Il 1 giugno 2009, alle 2.14 del mattino, il volo Air France 447, partito meno di quattro ore prima da Rio de Janeiro e diretto a Parigi, si è inabissato in mezzo all’Atlantico, provocando la morte di tutte e 228 le persone a bordo. Ci sono voluti oltre due anni per capire le cause esatte del disastro — il più grave ad aver colpito la compagnia di bandiera francese — a causa della difficoltà a reperire la “scatola nera” dell’Aribus A 330.

Scartate quasi subito le ipotesi di un attentato, di un fulmine o di turbolenze tali da far precipitare l’aereo, e grazie all’esame dei dati trasmessi dall’Acars (il sistema di trasmissione automatico di alcuni dati di volo agli uffici della compagnia aerea), gli investigatori hanno intuito che l’equipaggio era stato tratto in inganno da un guasto delle sonde Pitot. Situate all’esterno dell’aereo, le sonde misurano la velocità dell’aria — e quindi del velivolo. Privi delle vitali indicazioni sulla loro velocità e in balia di violente turbolenze, i piloti avrebbero messo l’aereo in condizioni di stallo (perdita di portanza), senza essere in grado poi di impedirne la caduta. Un ottimo — anche se a volte un po’ sensazionalista — documentario della BBC, The Mystery of Flight 447, ricostruisce questa prima inchiesta.

Con il ritrovamento delle scatole nere, nel maggio 2011, è stato possibile conoscere sia i parametri di volo, sia le conversazioni in cabina di pilotaggio, e quindi le cause dell’incidente.
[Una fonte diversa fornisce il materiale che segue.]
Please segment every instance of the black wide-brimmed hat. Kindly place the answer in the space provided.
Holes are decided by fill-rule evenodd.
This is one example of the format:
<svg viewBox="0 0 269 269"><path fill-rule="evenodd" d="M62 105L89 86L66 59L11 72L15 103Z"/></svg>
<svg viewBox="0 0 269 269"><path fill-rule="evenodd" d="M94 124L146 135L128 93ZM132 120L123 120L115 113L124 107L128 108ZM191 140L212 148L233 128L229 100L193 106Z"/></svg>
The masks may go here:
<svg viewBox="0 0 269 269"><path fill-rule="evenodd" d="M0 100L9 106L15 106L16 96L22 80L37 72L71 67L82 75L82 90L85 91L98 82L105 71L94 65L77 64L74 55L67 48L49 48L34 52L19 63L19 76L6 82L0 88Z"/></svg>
Le conclusioni del Bureau enquête accident francese indicano che, come avviene nella stragrande maggioranza dei disastri aerei, l’incidente è dovuto alla concomitanza di diversi eventi che, da soli, non sarebbero stati sufficienti per provocarlo.

Popular Mechanics, una rivista americana di scienza e di tecnologia, ha pubblicato di recente il più convincente articolo sull’incidente del volo AF 447, ispirandosi ampiamente al libro Erreurs de pilotage, tome 5, di Jean-Pierre Otelli. Vengono ricostruiti gli ultimi minuti del volo, da quando l’aereo entra nella tempesta tropicale fino al “10 gradi di beccheggio” pronunciato dal copilota poco più di un secondo prima dello schianto a oltre 200 chilometri all’ora contro l’acqua. Gli interventi dei piloti sono inframmezzati dai commenti dell’autore, Jeff Wise, uno specialista della gestione della paura, e la lettura è avvincente quanto istruttiva.
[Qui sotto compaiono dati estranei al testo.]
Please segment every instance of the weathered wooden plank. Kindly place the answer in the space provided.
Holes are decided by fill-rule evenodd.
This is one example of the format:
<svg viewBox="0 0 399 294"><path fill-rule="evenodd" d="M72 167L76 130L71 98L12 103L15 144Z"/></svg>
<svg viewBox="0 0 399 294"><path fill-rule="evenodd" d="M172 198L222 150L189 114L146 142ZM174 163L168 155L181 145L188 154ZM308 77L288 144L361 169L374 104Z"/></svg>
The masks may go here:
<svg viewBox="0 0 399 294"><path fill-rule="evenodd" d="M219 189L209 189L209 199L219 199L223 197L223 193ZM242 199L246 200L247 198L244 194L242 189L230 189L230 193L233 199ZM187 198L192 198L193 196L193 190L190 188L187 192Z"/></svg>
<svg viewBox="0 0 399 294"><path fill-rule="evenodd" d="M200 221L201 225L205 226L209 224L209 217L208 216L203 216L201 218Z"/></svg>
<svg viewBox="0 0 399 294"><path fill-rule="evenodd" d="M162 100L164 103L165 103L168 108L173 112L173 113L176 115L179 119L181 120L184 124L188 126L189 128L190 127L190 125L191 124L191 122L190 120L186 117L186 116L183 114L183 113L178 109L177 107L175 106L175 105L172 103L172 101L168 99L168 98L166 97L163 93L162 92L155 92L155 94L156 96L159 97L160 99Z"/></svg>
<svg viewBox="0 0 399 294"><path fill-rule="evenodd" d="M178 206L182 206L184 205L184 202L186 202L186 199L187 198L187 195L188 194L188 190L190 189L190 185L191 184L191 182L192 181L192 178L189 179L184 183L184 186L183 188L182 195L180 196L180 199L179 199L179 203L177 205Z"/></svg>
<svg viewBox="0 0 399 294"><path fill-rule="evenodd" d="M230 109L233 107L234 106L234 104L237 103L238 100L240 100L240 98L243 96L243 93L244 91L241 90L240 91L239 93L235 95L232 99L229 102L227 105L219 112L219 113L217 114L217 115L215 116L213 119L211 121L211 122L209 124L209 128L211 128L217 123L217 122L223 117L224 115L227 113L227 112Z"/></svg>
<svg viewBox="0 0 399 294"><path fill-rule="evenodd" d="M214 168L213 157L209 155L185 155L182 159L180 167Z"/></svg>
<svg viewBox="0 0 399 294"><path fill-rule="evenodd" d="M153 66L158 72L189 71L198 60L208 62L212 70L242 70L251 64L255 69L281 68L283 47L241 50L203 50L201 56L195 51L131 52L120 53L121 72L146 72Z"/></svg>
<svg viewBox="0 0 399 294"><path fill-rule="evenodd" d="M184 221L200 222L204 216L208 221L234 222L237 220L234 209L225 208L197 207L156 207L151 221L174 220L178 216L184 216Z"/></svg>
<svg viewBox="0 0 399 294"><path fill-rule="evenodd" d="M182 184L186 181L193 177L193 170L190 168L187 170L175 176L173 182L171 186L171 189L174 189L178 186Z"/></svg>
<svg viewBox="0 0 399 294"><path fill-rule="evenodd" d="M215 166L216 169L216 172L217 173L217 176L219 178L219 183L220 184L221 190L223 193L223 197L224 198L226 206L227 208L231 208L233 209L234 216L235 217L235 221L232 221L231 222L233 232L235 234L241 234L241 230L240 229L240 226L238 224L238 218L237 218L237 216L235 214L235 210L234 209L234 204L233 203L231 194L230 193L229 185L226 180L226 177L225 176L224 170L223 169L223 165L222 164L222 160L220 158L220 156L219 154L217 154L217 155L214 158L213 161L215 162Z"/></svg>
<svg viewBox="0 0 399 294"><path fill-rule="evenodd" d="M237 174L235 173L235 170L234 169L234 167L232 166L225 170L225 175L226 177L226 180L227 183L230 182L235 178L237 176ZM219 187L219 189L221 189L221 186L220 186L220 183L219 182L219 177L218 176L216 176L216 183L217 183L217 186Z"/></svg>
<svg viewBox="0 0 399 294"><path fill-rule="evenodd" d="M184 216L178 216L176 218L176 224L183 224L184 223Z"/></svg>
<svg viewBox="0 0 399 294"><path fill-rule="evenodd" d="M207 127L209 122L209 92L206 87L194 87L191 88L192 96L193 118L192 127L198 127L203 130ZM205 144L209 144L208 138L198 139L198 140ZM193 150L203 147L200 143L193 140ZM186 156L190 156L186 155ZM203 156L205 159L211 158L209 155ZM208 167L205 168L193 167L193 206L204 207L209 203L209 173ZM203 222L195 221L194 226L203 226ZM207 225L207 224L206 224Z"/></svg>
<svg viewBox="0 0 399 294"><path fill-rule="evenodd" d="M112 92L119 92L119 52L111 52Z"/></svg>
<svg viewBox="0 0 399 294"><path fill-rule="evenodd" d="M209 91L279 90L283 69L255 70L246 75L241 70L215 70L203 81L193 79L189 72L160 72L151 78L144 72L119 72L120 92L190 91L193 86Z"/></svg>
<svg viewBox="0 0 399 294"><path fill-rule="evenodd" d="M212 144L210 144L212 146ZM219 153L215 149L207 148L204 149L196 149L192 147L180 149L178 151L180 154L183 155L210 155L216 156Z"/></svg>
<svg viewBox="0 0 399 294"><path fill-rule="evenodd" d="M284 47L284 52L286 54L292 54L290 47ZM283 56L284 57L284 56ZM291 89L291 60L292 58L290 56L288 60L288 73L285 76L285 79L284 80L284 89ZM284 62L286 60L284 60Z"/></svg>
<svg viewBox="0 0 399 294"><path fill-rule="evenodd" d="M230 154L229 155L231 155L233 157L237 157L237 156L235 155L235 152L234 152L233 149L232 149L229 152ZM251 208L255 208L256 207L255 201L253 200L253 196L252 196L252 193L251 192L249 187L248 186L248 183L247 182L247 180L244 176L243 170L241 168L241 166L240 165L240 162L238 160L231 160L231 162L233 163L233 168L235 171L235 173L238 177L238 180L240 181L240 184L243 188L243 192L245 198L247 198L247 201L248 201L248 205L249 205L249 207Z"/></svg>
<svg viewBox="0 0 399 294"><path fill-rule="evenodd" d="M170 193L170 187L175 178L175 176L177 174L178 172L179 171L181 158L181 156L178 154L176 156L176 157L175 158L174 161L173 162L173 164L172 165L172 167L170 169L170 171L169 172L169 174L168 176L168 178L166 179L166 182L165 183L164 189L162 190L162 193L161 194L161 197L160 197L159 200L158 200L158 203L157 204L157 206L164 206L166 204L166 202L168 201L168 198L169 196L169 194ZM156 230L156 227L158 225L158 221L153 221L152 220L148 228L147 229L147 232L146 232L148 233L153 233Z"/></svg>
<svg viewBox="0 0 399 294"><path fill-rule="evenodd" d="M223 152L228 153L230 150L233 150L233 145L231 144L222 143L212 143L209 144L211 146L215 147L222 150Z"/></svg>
E non perché lo dico io, ma perché lo sostiene Patrick Smith, il famoso “Chiedilo al pilota” che i lettori più fedeli di Internazionale ricorderanno. Un mio amico pilota dilettante gli ha chiesto che cosa pensasse dell’articolo di Wise, e Smith, che aveva già scritto sull’argomento a ridosso dell’incidente, gli ha risposto (non traduco per pigrizia):

The Jeff Wise story at Popular Mechanics was the best analysis of the accident that I have seen to date.

What I especially love about it is that he didn’t go hunting for a single tangible cause or try to explain the unexplainable. WHY did the crew become so disoriented and react the way that it did? It wasn’t because of a “lack of flying experience,” or “deficient training” or any of the other neatly summarized reasons presented elsewhere in the media. Some aspects of experience or training may have played a role, but the whole truth will never be known because it CAN’T be known. I don’t know why they did what they did. Nobody does.

I would recommend, however, that Airbus somehow do away with the asynchronous control loading of the sidestick levers. The idea that one pilot is unable to feel, through the control stick, what the other is doing is nothing short of madness. That, maybe more than anything else, was the biggest contributing factor (well, apart from the air sensor malfunction that started the whole damn thing). Though it’s hard to say.